The publishers of those glossy novels in the bookshop window have paid for them to be  positioned there. Likewise with the books on the eye-catching stand just inside the shop door. The books on the ordinary shelves have also paid for their placement - and most novels get only two weeks to sell before being returned to the publisher's distributor to be pulped.

And then, because your masterpiece has already been published, another publisher is unlikely to be interested in it.  And by the way, those paid-for placements come out of your profits, assuming you actually make any.

So first you write  your book, which can take a year or ten depending on your other commitments and how fast you write, and then you enter the usually long-winded process of finding an agent and a publisher, then go through the editorial process (which can take another year), and after all that you get two weeks in which to sell enough to have a second novel even considered. Low sales mean cancelled contracts, and if your contract has been cancelled then finding a new contract with a new publisher can be tougher than finding one the first time around.

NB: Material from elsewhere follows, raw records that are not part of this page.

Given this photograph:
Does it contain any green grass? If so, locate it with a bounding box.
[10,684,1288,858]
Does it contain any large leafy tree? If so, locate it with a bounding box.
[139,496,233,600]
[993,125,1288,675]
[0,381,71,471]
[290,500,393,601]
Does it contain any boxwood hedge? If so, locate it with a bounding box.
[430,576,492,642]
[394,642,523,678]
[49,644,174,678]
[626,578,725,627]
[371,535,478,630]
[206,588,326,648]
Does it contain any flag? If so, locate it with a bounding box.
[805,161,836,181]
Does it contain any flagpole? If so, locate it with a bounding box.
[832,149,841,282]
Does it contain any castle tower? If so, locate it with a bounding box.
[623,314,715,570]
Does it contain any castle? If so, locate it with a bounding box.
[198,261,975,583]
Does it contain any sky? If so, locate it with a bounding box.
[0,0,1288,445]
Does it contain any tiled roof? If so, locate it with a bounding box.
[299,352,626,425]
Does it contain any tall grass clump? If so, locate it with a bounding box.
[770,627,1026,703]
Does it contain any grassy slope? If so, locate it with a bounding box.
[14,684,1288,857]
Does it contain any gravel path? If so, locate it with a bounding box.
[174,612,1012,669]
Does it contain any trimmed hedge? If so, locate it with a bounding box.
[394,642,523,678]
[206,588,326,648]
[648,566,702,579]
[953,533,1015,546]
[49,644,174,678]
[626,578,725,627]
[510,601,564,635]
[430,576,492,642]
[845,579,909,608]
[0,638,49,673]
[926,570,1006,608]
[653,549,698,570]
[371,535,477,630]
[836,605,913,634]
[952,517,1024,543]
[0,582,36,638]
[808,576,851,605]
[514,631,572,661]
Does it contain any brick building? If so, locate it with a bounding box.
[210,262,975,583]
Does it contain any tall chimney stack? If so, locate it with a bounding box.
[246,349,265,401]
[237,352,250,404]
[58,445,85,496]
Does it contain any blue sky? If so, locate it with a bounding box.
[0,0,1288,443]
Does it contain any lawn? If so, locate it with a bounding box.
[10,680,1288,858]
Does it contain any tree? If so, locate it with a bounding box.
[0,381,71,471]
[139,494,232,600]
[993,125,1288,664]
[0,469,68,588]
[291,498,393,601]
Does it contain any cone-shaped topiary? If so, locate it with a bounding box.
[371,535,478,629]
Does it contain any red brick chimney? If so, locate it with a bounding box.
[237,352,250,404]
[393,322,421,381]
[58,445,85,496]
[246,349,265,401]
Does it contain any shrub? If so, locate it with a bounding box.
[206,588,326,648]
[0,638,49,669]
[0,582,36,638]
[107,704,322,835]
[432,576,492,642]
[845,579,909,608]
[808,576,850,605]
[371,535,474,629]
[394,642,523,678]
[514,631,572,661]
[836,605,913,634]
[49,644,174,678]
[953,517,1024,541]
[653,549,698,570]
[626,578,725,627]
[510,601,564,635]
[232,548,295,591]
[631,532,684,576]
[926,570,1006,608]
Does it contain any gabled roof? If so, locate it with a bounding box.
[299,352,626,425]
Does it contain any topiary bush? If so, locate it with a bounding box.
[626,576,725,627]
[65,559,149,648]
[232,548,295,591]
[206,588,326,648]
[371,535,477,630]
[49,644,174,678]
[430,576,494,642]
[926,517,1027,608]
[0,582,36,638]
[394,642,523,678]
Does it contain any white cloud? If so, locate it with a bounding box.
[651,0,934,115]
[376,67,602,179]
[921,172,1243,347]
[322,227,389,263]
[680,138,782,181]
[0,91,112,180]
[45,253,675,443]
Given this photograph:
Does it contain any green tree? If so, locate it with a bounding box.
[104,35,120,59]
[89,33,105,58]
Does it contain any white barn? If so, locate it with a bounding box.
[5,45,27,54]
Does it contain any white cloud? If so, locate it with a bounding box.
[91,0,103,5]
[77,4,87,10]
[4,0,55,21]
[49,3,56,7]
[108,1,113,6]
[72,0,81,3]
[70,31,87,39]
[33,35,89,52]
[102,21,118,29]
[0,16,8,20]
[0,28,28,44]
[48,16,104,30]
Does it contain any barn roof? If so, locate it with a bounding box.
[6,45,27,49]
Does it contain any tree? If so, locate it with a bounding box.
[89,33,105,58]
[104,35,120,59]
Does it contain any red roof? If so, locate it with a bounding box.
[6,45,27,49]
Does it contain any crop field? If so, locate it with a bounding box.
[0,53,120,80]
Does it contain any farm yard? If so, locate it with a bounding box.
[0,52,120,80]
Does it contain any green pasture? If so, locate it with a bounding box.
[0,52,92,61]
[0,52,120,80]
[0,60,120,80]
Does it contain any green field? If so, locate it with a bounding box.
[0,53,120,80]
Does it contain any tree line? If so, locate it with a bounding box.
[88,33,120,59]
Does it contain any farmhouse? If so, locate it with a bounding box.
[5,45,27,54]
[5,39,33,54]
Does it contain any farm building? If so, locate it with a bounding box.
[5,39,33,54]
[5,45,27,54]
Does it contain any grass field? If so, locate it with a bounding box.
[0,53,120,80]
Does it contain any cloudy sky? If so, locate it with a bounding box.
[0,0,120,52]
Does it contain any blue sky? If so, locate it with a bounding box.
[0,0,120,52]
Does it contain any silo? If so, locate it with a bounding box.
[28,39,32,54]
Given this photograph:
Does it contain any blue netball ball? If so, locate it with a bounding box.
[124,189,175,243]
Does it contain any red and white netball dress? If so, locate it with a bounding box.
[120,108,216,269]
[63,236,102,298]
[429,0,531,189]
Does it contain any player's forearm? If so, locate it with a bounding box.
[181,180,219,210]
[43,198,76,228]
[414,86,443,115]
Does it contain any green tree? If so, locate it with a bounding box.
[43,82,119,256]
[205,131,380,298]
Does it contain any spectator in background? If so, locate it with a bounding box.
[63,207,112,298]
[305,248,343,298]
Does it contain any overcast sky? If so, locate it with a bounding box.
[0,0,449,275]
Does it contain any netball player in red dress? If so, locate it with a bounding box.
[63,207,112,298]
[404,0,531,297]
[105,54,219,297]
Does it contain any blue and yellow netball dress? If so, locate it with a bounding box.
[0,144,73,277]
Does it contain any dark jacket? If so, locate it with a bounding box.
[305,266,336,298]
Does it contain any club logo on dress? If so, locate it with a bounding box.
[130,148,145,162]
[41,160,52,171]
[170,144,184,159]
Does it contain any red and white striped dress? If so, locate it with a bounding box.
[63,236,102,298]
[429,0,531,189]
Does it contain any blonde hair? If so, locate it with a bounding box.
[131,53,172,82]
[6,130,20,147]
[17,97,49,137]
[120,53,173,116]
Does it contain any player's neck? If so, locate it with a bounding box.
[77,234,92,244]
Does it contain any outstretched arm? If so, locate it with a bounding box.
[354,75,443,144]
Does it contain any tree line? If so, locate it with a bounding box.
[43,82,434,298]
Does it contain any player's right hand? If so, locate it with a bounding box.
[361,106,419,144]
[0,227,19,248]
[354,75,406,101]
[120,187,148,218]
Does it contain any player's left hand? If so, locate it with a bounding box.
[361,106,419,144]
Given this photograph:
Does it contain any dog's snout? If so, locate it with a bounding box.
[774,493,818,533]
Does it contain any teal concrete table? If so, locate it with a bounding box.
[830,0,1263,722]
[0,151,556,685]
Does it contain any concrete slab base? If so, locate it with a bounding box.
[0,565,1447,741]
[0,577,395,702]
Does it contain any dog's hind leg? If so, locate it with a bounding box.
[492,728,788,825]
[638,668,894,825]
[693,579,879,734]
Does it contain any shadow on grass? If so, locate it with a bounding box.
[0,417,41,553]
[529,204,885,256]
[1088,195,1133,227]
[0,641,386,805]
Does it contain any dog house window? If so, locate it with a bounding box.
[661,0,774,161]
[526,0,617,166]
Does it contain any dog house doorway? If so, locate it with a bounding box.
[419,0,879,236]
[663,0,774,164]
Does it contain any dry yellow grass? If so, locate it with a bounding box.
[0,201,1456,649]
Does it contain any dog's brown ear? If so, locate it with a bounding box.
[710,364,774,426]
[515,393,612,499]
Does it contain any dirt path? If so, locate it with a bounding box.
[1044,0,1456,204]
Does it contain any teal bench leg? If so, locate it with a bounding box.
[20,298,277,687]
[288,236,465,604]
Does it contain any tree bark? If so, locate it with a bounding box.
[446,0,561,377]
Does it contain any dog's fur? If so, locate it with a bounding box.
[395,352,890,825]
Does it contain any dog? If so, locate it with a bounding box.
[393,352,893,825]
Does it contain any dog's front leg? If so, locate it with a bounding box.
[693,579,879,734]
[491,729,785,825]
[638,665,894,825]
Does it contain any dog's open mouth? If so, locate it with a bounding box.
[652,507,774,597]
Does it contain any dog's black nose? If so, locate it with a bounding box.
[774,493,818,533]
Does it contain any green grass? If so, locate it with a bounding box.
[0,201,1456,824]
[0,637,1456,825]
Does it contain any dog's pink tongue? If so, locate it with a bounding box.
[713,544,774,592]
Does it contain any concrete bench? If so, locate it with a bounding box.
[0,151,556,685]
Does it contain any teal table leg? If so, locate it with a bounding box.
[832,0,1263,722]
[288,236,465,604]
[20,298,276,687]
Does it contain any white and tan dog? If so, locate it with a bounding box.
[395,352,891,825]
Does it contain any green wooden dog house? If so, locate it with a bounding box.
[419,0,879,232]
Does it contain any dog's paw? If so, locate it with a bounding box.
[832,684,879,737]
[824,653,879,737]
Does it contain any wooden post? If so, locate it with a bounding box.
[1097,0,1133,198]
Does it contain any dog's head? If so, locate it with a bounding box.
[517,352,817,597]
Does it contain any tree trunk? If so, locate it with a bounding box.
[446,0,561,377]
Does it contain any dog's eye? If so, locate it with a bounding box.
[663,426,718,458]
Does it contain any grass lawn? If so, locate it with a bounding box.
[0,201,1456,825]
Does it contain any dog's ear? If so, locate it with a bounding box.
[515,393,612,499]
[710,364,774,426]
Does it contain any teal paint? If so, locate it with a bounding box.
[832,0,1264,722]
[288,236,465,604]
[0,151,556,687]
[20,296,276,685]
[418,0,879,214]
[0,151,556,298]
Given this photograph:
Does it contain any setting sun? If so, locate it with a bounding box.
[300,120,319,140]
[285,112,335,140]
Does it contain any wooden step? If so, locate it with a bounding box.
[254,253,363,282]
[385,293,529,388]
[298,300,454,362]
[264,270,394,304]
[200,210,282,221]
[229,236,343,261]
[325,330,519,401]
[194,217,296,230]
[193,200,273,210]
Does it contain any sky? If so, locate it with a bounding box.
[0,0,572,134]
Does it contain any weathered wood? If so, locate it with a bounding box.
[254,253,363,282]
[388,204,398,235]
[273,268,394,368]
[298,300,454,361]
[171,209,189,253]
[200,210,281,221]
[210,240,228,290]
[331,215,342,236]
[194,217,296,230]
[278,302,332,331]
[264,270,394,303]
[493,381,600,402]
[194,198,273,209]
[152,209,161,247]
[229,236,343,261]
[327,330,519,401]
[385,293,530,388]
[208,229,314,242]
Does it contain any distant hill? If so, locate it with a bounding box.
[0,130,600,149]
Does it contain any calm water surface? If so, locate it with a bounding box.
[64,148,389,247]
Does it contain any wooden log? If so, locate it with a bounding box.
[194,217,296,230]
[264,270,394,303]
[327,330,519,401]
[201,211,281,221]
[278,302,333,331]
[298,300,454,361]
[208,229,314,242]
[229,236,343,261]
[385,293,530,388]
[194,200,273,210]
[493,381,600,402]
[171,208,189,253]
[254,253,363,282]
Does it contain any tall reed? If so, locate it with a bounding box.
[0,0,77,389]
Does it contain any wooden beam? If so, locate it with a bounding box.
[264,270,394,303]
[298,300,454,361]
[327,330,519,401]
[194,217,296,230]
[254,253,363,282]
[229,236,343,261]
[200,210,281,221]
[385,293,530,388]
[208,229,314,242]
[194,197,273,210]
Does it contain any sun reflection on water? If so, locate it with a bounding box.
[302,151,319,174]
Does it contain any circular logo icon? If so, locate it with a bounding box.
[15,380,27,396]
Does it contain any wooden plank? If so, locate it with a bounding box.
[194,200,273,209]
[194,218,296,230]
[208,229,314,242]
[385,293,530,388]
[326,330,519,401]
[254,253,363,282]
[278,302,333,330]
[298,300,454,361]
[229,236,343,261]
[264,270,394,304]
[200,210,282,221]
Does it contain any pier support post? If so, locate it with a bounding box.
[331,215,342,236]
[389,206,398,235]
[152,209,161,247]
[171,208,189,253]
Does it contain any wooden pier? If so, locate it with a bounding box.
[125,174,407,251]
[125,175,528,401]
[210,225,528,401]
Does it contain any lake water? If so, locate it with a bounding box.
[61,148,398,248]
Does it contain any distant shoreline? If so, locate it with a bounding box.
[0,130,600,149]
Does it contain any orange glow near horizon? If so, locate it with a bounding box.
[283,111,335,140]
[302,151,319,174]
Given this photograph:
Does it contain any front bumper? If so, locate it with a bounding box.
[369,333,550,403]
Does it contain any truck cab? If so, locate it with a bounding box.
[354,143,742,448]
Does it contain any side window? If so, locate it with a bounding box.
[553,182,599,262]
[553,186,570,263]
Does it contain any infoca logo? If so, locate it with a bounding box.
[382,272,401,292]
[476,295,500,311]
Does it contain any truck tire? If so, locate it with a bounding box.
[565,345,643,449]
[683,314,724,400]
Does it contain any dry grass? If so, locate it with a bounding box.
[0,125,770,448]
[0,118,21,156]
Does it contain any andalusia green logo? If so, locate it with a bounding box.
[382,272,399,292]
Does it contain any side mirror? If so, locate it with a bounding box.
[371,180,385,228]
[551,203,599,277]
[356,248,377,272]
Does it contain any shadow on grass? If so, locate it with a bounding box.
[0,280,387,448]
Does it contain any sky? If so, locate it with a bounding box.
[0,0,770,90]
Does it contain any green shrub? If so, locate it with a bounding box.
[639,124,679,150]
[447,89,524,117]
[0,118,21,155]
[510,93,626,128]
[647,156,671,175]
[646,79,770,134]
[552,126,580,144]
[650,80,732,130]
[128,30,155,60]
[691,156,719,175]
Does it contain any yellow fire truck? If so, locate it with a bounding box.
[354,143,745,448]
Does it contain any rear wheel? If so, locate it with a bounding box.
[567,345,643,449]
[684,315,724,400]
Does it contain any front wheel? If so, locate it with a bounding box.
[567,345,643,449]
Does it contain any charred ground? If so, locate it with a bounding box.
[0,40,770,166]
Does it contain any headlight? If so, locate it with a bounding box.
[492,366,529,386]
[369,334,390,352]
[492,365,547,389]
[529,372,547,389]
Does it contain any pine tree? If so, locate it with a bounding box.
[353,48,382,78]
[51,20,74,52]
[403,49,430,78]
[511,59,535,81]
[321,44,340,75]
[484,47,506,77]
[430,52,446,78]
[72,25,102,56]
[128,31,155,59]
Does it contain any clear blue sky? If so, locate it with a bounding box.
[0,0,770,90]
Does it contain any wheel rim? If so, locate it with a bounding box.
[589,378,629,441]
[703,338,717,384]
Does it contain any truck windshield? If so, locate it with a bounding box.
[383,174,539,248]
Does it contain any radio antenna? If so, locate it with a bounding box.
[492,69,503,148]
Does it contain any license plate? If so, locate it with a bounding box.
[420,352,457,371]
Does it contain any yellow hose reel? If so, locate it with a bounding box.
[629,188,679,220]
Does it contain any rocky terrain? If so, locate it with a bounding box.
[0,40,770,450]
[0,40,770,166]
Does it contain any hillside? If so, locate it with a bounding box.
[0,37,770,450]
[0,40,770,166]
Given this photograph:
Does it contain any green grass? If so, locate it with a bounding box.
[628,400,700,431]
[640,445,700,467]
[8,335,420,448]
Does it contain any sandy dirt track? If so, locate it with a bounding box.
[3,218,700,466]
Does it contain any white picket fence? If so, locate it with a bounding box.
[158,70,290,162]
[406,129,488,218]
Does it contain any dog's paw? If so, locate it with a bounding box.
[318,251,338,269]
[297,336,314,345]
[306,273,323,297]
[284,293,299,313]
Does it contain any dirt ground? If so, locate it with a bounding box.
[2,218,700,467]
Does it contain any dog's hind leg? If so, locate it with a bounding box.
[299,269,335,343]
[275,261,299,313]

So now you know why so many previously traditionally-published authors now self-publish! A new self-published book release might be akin to another stalk of hay added to a planet-sized haystack, but at least it has a long-term lifespan. Besides, these-days even traditionally pushed authors have to do much of the promotion themselves anyway, so there's little difference on that score.

Writing is a choice. A person can easily choose to do something else instead, or to do something as well.

Some of the most interesting writers I know have more than one creative outlet, and hold down a regular job too. They paint, perform in bands, do gardening, create textiles, join amateur theatrical societies, etc.; whatever their outlet happens to be, they do that too.

And on that thought, I'm off to sketch in the park!